Search code examples
pythonherokuschedule

How to schedule a python script on Heroku


I am deploying a script (a Scrapy python one) on Heroku, and I want it to be launched 4 times in the morning.

I can definitely run it by connecting to my Heroku account (I have a free plan) and typing this on the windows command line:

heroku run scrapy crawl sytadin

But I am having some issues when I try to run it through Heroku Scheduler. It asks me if I want to write something like $ rake. I never used rake before, is it something to use before run or after run?

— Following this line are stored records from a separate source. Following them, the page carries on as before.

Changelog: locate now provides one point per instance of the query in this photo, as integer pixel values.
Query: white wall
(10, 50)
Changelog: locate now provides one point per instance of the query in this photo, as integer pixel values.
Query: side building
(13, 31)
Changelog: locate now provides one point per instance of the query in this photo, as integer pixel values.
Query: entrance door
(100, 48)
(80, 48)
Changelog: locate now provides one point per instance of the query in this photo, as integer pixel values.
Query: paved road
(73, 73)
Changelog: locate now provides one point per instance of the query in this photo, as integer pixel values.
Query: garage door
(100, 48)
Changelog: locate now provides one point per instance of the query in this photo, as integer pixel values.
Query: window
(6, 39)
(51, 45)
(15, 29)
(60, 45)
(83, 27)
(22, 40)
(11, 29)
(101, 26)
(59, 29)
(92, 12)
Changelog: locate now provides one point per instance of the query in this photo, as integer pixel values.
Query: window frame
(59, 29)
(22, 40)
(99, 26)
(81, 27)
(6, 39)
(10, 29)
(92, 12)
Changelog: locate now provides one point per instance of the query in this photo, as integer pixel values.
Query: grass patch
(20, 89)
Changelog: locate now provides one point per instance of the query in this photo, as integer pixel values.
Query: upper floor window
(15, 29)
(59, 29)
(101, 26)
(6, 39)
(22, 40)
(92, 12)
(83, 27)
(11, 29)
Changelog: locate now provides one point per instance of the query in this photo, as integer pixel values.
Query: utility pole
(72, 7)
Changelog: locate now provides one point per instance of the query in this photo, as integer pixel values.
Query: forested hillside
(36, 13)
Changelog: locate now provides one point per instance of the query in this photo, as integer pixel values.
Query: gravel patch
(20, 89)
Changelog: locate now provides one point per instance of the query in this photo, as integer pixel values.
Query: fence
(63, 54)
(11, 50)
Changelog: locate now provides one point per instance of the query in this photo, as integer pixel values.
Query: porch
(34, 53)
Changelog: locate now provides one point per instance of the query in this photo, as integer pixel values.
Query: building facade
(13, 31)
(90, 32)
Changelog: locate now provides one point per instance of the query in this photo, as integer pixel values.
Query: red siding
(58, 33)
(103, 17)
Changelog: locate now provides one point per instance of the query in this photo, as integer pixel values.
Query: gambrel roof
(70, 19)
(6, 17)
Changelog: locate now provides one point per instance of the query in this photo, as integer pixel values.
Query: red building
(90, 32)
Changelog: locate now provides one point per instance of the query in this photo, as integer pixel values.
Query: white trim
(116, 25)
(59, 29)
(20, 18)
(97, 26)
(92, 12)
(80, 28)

Should I use the keyword heroku first?

I have no idea, and everything I tried failed, as I can see in the log :

2017-01-19T23:47:05.305039+00:00 heroku[scheduler.3450]: Starting process with command `python "sytadin" crawl`
2017-01-19T23:47:05.974030+00:00 heroku[scheduler.3450]: State changed from starting to up
2017-01-19T23:47:08.335845+00:00 heroku[scheduler.3450]: State changed from up to complete
2017-01-19T23:47:08.204289+00:00 app[scheduler.3450]: /app/.heroku/python/bin/python: can't find '__main__' module in 'sytadin'
2017-01-19T23:47:08.326081+00:00 heroku[scheduler.3450]: Process exited with status 1
2017-01-19T23:48:27.681890+00:00 app[api]: Starting process with command `python sytadin/sytadin.py crawl` by user scheduler@addons.heroku.com
2017-01-19T23:48:35.571615+00:00 heroku[scheduler.6352]: Starting process with command `python sytadin/sytadin.py crawl`
2017-01-19T23:48:36.156250+00:00 heroku[scheduler.6352]: State changed from starting to up
2017-01-19T23:48:37.424920+00:00 heroku[scheduler.6352]: Process exited with status 2
2017-01-19T23:48:37.360306+00:00 app[scheduler.6352]: python: can't open file 'sytadin/sytadin.py': [Errno 2] No such file or directory
2017-01-19T23:48:37.445476+00:00 heroku[scheduler.6352]: State changed from up to complete

As you can see I tried different possibilities I found on the web, but it doesn't work properly :(

Any guess for my python script? :)


Solution

  • The Heroku scheduler basically just does heroku run + whatever command you type there.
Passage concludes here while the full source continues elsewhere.